As Constance Grady poignantly wrote in her 2021 essay for Vox, “regardless of whether a police show codes itself as conservative or progressive, the police officer is always the protagonist. He might be troubled, she might be working within a corrupt system and trying to change it from within, but it is always through their eyes that we see the world. And that’s because the police built the genre that we use to talk about them.” 

Such constraints mean that even despite what feels like shifts made in the industry around 2020 (shifts that Black actors and storytellers say have been largely abandoned), police shows will always tell stories through the lens of the police themselves, conflating our faith in characters that we grow to love with trust in the institution that they represent.

However they take shape, media reparations for how the entertainment industry has and continues to profit from its cozy relationship with police departments must look radically different from merely trying to reform the genre. A start in the right direction might include studios, actors, writers, producers, and directors who have been involved with crime procedurals to donate time, money, and resources to non-police public safety initiatives. At the height of the 2020 uprising, a handful of actors and writers working on police shows donated substantial amounts to local bail funds, such as “Brooklyn Nine-Nine” actress Stephanie Beatriz and “Law and Order SVU” and “Criminal Intent” showrunner Warren Leight. Even still, true reparations and accountability can’t come from just the sporadic actions of a few individuals.
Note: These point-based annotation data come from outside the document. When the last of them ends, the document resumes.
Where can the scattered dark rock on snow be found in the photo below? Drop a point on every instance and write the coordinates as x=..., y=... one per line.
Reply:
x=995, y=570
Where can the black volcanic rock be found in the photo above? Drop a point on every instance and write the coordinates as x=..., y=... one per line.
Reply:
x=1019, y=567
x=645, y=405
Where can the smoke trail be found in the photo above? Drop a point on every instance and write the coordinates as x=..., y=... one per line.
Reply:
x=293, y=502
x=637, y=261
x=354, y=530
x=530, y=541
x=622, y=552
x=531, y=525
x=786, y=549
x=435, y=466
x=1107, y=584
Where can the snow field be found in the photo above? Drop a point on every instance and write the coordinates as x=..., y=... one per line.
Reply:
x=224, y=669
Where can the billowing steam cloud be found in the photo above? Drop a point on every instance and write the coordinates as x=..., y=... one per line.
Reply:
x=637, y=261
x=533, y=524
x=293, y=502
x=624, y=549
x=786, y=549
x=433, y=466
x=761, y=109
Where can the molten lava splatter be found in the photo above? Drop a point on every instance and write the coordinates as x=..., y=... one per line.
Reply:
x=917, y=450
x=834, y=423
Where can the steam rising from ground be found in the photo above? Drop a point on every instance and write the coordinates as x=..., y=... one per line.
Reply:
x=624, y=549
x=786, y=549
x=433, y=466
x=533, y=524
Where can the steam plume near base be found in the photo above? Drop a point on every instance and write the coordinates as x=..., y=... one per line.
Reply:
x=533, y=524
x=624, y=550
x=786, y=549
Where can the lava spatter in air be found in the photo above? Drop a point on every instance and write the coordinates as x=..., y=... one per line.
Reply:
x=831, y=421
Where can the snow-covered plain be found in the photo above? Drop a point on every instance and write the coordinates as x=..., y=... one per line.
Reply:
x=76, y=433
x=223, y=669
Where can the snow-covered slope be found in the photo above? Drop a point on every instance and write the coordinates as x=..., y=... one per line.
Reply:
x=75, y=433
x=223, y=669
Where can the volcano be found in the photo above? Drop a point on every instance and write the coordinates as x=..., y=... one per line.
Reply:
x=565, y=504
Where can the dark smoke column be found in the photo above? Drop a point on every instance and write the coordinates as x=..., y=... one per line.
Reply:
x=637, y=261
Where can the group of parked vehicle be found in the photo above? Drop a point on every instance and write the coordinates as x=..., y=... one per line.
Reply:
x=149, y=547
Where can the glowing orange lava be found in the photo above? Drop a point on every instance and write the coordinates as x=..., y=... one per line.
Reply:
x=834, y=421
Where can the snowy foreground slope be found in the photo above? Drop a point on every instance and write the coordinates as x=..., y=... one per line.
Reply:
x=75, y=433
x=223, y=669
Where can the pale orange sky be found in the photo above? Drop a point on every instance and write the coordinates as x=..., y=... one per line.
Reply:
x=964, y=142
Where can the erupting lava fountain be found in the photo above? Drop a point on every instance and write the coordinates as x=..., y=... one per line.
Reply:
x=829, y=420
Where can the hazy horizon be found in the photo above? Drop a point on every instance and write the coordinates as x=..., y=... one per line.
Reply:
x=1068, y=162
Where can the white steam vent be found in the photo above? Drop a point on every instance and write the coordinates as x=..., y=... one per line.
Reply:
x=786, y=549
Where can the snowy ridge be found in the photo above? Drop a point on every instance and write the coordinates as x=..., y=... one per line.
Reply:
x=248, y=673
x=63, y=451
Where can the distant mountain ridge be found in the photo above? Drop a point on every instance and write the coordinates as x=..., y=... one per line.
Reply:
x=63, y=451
The most transformative abolitionist intervention the industry can make is also the most daring. While some police procedurals have incorporated storylines to “meet the moment” in the wake of 2020, there have yet to be mainstream shows that center a community actively working to abolish the police or what it would look like to live in a world post-police. Television and film are opportunities ripe for exploring these alternate realities, and many writers are already creating just such stories in books, comics, and other media. Studios could invest in Black creators and stories—new or adapted—exploring a world without police or how a neighborhood resettles after their police department has been defunded. 

Nothing exemplifies the entertainment industry’s lack of courage and creativity so much as its half-hearted attempts to change the way it creates glorified and expensive “copaganda” for our consumption, despite knowing the impact. Truly rising to “meet the moment” would involve daring to invite audiences to empathize with those impacted by police violence, to de-center police perspectives, and to present stories that might inspire them to imagine the possibilities of a post-police world and how they can make it happen.